In the debate over whether to adopt a destination-based cash flow tax with a border adjustment tax (BAT) to replace our current corporate income tax, proponents argue that foreign value-added taxes (VAT) give foreign companies an advantage over American companies that the BAT would correct. The argument goes this way: when a French company exports a product to the United States, it doesn’t pay the American corporate income tax, and it receives a rebate on its French VAT payments. Meanwhile, an American company exporting to France has to pay both—it is subject to the US corporate income tax and then pays the French VAT on the product when it is sold in France.
This argument, however, confuses consumption and income taxes, and it compares apples to oranges. What matters is whether the playing field is level in the country where the products are competing. As a matter of fact, the playing field is already level.
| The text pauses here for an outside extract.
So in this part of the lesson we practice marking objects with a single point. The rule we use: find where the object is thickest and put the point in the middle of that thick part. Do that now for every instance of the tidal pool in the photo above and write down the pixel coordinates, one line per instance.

When a French company sells to customers in the United States, it is subject to the French corporate income tax. A competing American firm selling domestically pays the US corporate income tax. Neither is hit with a VAT. In other words, there is a level playing field.
Let’s look at what happens to a US company selling in France. The US government imposes a corporate income tax, and the French government imposes a VAT. A French competitor selling domestically in France also pays a corporate tax—the tax levied by the French government—as well as the French VAT. The playing field is level in France, too.
It is true that American companies suffer a tax disadvantage, but that is a consequence of America’s burdensome and distortionary corporate income tax system, which makes it hard for US companies to compete abroad. No matter where US companies compete in the developed world, they face higher corporate income tax rates than their competitors because of US policy. That’s the real “Made in America” tax, not other countries’ VATs.